Chapitre 3Les mots interdits


Isabelle d'Albret

Le silence pesait dans le château de Saint-Bris, renforcé par le craquement occasionnel des flammes dans l’âtre de la bibliothèque. Isabelle avançait à pas mesurés, ses doigts effleurant la surface lisse de tranches en cuir, tandis que son regard explorait les titres gravés en lettres dorées. Cette pièce immense, dominée par des étagères s’élançant vers un plafond voûté, semblait garder jalousement les secrets de son maître, Gaspard. Ce soir, pour la première fois, elle avait l’occasion d’y errer en solitaire. Son époux, absorbé dans l'accueil de messagers dans son bureau, lui avait offert une rare fenêtre de liberté. Cette solitude, même fragile, avait une saveur précieuse qu’elle comptait savourer pleinement.

Elle s’arrêta devant une table basse où des parchemins étaient empilés de façon désordonnée, comme abandonnés à la hâte. L’un d’eux retint son attention : un rouleau aux bords légèrement fripés, dont l’encre noire paraissait encore fraîche. Isabelle s’assit prudemment, le tabouret grinçant sous elle, et défit le sceau avec une curiosité teintée de nervosité.

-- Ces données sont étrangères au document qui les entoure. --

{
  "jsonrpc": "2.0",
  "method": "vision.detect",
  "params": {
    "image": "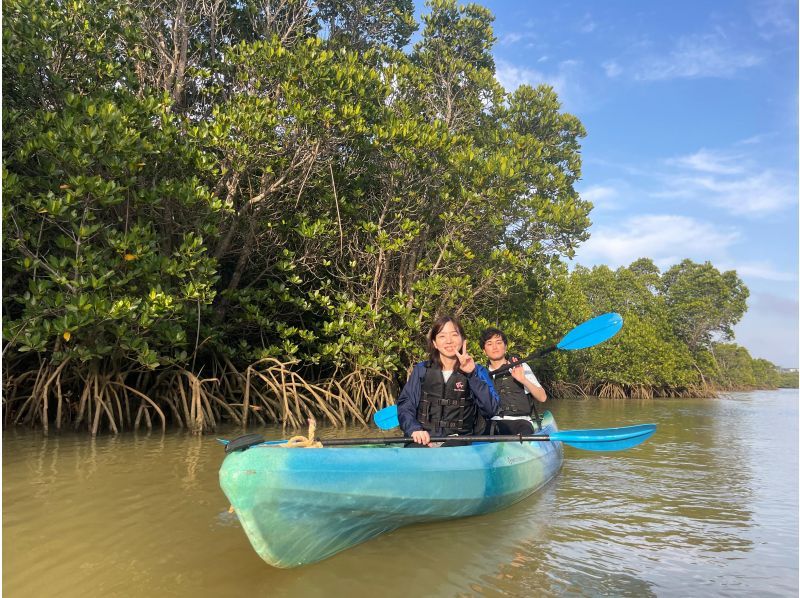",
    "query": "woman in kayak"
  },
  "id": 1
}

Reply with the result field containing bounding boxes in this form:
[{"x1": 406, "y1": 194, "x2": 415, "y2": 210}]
[
  {"x1": 481, "y1": 328, "x2": 547, "y2": 435},
  {"x1": 397, "y1": 316, "x2": 500, "y2": 446}
]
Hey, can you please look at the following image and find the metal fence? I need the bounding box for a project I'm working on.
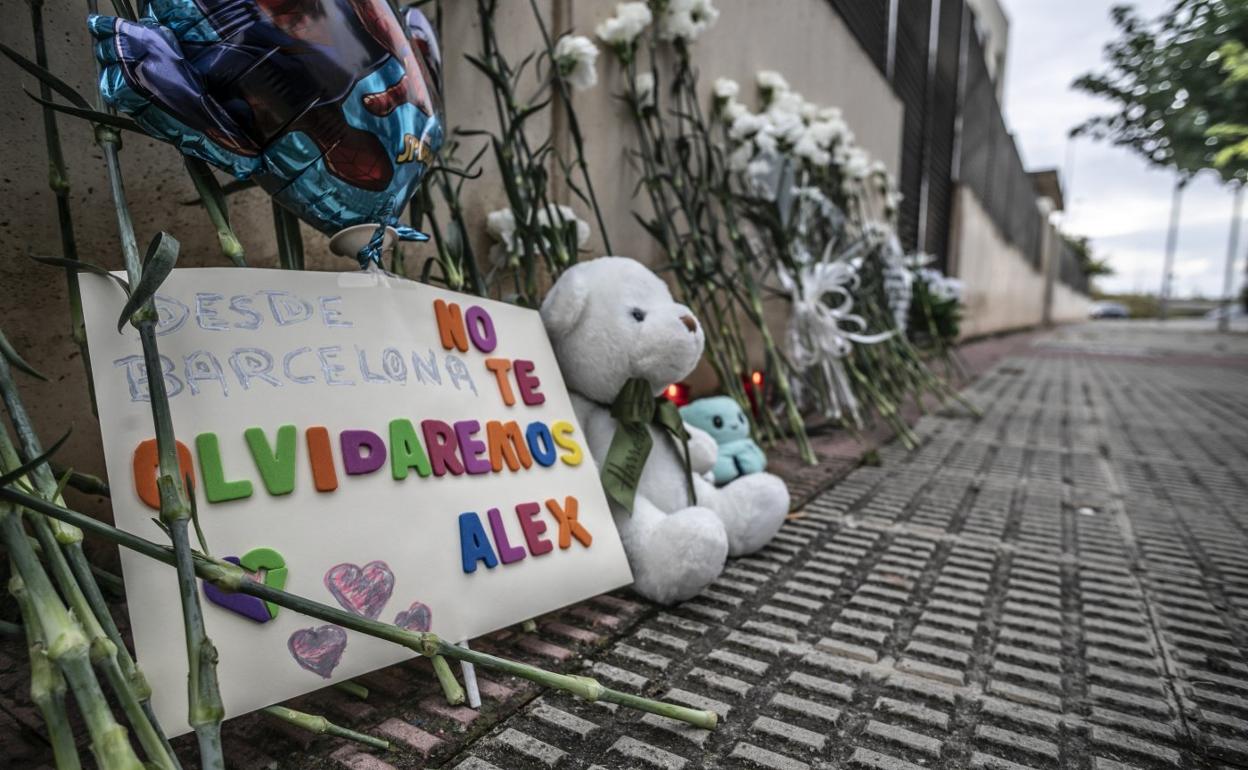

Les mots qui s’étalaient devant elle, tracés d’une écriture fluide et élégante, lui coupèrent le souffle :

*« Les puissants, aveuglés par leurs ambitions, s'élèvent comme des tours fragiles. Mais n’oublions pas, même les pierres les plus froides peuvent être brisées, si la vérité frappe avec assez de force. »*

Elle lut et relut ces lignes, son cœur battant de plus en plus fort. Chaque mot semblait résonner en elle, éveillant un écho profond de pensées qu’elle n’avait jamais osé formuler. La signature au bas du texte – *Le Masque* – fit frissonner ses doigts. Ce nom, murmuré à la cour comme celui d’un poète rebelle, portait la promesse d’un défi contre l’ordre établi. Isabelle sentit un frisson parcourir sa nuque à l'idée que ces mots aient trouvé leur place ici, dans la demeure de Gaspard, un homme dont l’autorité semblait inébranlable. Était-ce une erreur ? Une audace calculée ?

Elle était si absorbée par ses réflexions qu’elle n’entendit pas immédiatement le bruit léger des pas dans le couloir. Une voix féminine, douce mais intrusive, brisa soudain sa concentration.

« Madame ? »

Isabelle sursauta, le parchemin glissant de ses mains pour tomber au sol. Une jeune servante se tenait dans l’encadrement de la porte, ses yeux baissés mais son expression trahissant une curiosité mal contenue.

« Que faisiez-vous ici ? » demanda Isabelle, tentant de maîtriser la nervosité dans sa voix.

« Je… je venais voir si vous aviez besoin de quoi que ce soit, Madame, » répondit la servante précipitamment, bien que son regard dériva vers le parchemin à terre.

Isabelle se baissa pour ramasser le document, mais la servante fit un pas mal assuré en avant, comme si elle hésitait à intervenir. Le malaise palpable entre elles se prolongea une seconde de trop, et Isabelle sentit son inquiétude s’intensifier.

« Cela ne vous concerne pas, » déclara-t-elle avec une froideur délibérée, pressant le parchemin contre sa poitrine.

La jeune femme baissa la tête, mais son attitude nerveuse n’échappa pas à Isabelle. Elle savait que cette fille avait vu quelque chose et qu’elle parlerait sans doute à d’autres.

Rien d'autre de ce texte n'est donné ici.